The Developmental State, Good Governance, and Liberal Democratic Change in Malaysia and Singapore
Published online by Cambridge University Press: 05 June 2014
INTRODUCTION
The “developmental state model” is often used to describe the political economic model that led to modernization and economic development in postwar Japan, South Korea, and Taiwan, countries that have transitioned to high-income economies. This chapter examines the role of the developmental state in two cases in Southeast Asia, Singapore (a high-income economy) and Malaysia (an upper middle-income economy). Using the analytical tool of the “developmental state,” this chapter will discuss the complex ways in which development has been shaped by the role of the state and the “politics” of development in each of these cases, with implications for political liberalization in the direction of liberal democratization.
THE “DEVELOPMENTAL STATE MODEL”
The “developmental state” has been identified as being “the distinctive East Asian contribution” to the field of international political economy.
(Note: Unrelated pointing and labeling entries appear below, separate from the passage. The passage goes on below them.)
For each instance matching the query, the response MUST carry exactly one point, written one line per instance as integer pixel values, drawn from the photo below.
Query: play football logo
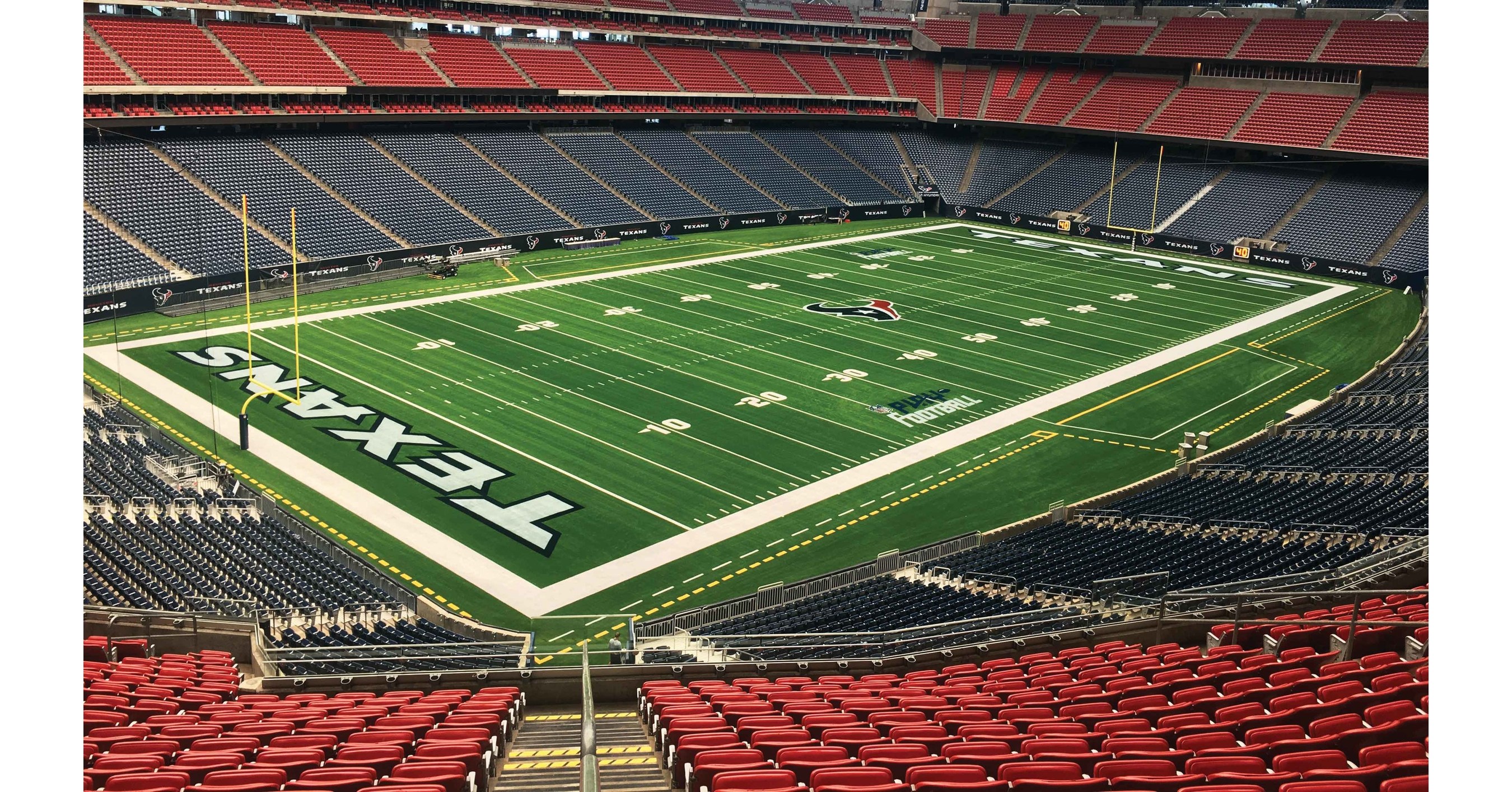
(878, 310)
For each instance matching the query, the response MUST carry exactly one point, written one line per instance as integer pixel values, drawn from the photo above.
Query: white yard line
(537, 600)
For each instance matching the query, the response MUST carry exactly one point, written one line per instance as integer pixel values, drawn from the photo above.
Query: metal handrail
(589, 754)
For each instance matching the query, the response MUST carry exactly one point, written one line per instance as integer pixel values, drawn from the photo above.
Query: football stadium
(755, 395)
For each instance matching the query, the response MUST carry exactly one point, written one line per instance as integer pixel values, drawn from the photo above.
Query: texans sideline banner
(150, 298)
(1195, 247)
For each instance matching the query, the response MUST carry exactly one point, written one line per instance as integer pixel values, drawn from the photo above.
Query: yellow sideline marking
(264, 487)
(1145, 388)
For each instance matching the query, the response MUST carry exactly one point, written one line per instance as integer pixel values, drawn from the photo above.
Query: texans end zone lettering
(461, 479)
(878, 310)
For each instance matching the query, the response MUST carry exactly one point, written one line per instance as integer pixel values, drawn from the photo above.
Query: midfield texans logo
(878, 310)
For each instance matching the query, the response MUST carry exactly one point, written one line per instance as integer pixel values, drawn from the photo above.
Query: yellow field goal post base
(247, 288)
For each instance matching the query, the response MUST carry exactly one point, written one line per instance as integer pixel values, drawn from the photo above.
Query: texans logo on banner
(878, 310)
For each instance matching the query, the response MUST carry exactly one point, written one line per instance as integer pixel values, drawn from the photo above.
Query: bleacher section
(628, 68)
(917, 79)
(1109, 717)
(99, 68)
(862, 73)
(238, 167)
(551, 176)
(1122, 103)
(471, 61)
(694, 167)
(995, 32)
(1247, 203)
(696, 68)
(1316, 229)
(1390, 123)
(608, 157)
(826, 165)
(280, 53)
(1062, 92)
(1056, 34)
(1284, 40)
(1198, 37)
(763, 72)
(167, 52)
(556, 67)
(152, 202)
(1360, 41)
(1135, 194)
(1410, 254)
(113, 260)
(380, 188)
(457, 171)
(1202, 113)
(377, 59)
(174, 721)
(817, 72)
(1118, 38)
(1063, 185)
(876, 152)
(761, 165)
(1293, 120)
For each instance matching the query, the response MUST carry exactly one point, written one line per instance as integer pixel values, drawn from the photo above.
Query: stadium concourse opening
(755, 395)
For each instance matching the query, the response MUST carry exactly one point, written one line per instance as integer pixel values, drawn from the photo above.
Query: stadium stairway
(545, 756)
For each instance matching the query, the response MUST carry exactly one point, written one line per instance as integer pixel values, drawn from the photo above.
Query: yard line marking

Challenging the market fundamentalism associated with neoliberal economic policies (such as those attributed to the Washington Consensus), the developmental state model “brings the state back in” as “an active agent in economic development.” As one scholar succinctly put it, “[a]t its simplest, the developmental state has become a generic term to describe governments that try to actively ‘intervene’ in economic processes and direct the course of development, rather than relying on market forces.”